We know that those from better off homes often have support from family and friends who have the confidence, knowledge and networks to help them with successful transitions into further education and work. For poorer young people, who are less likely to have such support, the information, advice and guidance provided by schools, colleges and the wider system is absolutely crucial in ensuring they make the most of their talents and aspirations.

But over the years (the Sutton Trust has been plugging away at these issues for a quarter of a century now) we have often found the careers system to be lacking, with advice poorly timed, partial and low quality, suffering from a lack of funding, focus and expertise. The consequence all too often is that those from low- and moderate- income homes make poor choices about their futures that unnecessarily and prematurely lock them out of certain education and employment routes.  That represents a huge waste of talent.

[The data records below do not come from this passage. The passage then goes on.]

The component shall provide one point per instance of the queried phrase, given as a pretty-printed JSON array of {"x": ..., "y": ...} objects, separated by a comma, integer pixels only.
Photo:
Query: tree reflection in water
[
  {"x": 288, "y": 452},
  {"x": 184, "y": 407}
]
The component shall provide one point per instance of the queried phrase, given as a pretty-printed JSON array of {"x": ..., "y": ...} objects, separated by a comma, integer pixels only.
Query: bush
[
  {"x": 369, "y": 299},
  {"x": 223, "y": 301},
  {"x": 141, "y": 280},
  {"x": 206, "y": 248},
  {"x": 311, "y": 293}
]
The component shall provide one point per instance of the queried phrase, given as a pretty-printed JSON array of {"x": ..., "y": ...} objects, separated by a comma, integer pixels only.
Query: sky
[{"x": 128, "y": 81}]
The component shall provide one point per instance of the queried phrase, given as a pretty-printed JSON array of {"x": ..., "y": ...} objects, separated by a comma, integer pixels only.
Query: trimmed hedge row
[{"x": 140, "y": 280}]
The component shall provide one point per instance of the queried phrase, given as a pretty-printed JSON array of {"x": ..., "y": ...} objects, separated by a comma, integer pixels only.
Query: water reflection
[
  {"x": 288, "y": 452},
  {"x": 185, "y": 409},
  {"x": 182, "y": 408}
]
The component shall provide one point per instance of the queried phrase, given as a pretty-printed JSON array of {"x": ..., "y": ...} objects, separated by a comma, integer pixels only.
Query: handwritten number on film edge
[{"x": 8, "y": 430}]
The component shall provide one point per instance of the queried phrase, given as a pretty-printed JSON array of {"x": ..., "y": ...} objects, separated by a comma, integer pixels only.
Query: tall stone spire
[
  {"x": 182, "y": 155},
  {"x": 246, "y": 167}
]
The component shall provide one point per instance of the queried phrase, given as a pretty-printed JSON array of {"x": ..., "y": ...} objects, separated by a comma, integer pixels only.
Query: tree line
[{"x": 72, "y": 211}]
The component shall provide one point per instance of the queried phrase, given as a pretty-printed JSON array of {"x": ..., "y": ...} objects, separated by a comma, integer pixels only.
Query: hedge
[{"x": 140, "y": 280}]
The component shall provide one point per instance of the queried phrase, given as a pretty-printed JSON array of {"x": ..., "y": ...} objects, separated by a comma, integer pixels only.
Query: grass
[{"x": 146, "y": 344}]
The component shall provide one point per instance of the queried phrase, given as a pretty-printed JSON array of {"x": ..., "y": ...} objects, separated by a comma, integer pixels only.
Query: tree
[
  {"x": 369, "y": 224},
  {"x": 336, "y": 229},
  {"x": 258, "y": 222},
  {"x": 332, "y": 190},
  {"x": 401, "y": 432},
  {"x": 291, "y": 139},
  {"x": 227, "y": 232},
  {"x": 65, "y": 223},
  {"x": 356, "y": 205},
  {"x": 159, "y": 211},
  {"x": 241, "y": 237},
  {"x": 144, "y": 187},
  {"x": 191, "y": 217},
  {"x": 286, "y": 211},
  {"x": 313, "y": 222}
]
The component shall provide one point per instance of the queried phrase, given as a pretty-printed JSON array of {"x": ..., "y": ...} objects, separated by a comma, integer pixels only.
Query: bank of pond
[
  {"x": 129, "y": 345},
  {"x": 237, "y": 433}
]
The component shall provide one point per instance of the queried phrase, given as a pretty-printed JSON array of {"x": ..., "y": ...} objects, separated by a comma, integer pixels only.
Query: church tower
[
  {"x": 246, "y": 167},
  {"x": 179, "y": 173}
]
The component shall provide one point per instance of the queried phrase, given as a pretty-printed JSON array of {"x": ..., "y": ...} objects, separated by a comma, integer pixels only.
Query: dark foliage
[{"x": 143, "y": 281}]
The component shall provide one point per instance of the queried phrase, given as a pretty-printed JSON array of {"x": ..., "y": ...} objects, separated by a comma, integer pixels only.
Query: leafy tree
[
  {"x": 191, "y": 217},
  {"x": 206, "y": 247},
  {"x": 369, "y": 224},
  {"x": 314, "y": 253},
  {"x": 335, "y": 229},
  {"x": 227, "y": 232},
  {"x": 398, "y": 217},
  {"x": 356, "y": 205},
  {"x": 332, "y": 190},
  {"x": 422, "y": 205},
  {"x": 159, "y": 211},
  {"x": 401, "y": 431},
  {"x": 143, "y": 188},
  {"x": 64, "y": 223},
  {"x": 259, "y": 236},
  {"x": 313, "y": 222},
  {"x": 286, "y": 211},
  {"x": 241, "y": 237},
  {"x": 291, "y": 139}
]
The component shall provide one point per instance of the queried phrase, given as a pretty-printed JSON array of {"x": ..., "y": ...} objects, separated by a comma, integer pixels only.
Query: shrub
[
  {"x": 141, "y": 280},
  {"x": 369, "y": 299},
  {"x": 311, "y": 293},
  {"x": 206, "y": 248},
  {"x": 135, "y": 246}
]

Our most recent research on this subject, Paving the way, however, found reasons for optimism, especially since we last looked in detail at careers advice in 2014. The hard work of teachers and advisers, and the impact of national initiatives like the introduction of the Gatsby benchmarks and the work of the Careers and Enterprise Company (CEC), look to be paying dividends. For example, almost all state schools now have a Careers Leader, the vast majority of senior leaders are aware of the Gatsby Benchmarks and well over 80% of English schools now include sessions with a careers adviser, run careers fairs, and make links to careers within core curriculum lessons.

Patchiness in provision hurts poorer students

But there were inevitably still problems - especially a patchiness in provision which particularly impacts schools serving poorer areas, despite these communities being the ones who stand to benefit most from high quality support. For example, we found state school pupils are substantially more likely than their independent school peers to report not having taken part in any careers-related activities whatsoever – and are less confident in their next steps as a result. And within the state system, schools in more deprived areas were less likely to have access to a specialist careers advisor – roles which can be especially impactful in supporting youngsters to make informed choices.

Our research also found that pupils were hearing very little about apprenticeships compared to traditional university study, which will do little to address the long-standing academic / vocational divide – or to direct more young people to the many benefits that apprenticeships can provide. Teachers also felt that their own training did not prepare them well for delivering careers education, and pointed to a lack of time and resources in schools, as well as a sense that careers advice was not core to their mission.

To remedy some of these shortcomings, the Trust, in consultation with a range of experts, developed a series of policy recommendations for government, for schools and colleges and for agencies like the CEC to adopt. These proposals resonate strongly with the excellent report from EngineeringUK, Securing the future, which had a similar prognosis of the issue and came to similar conclusions on the way forward.

Like EngineeringUK, we believe that improvements must start with a new, joined up national careers strategy, from which everything else flows (the government’s 2017 strategy has now lapsed). This should specify some non-negotiable cornerstones of activity to ensure there is consistency across schools and regions - either through statutory guidance (as advocated by EngineeringUK) or our own proposal for a guaranteed core ‘careers offer’ for every pupil in England.

Common themes to tackle identified by different evidence bases

Making sure careers advice is treated as a key plank of schools’ and colleges’ overall provision was a theme running through both reports - especially in light of the many other pressures on teachers’ time and budgets, exacerbated by the pandemic. Giving specific senior staff a designated responsibility for careers provision (and the time to do the job well) is an important part of the answer - as is investing in the continuing professional development of all teachers so they feel able to support their students and to genuinely embed careers content in their lessons (another key recommendation coming from the research).

Both pieces of research also found a positive impact to being involved in one of the Careers and Enterprise Company’s Careers Hubs. Like EngineeringUK, we would like to see these rapidly expanded to all secondary schools, with the most disadvantaged schools prioritised. This could provide a critical boost to careers provision for those young people who have been historically most under-served – and where the biggest different could be made.

Of course, all this comes with a price tag; quantified by EngineeringUK as an additional £40m a year for careers and education guidance. At a time of rising inflation and a looming recession, every penny counts. But low social mobility also has a cost – not only socially around unfairness and inequality, but also in the hard economic terms of failing to harness the talents of all sections of society. The term ‘social mobility’ is common place now and the rallying cry of ‘levelling up’ is gathering momentum. Dry as it sounds, ensuring all young people can access independent, high quality advice on their next steps has to be the underpinning of any efforts to level up and spread opportunity. Both common sense and the evidence base is clear on that.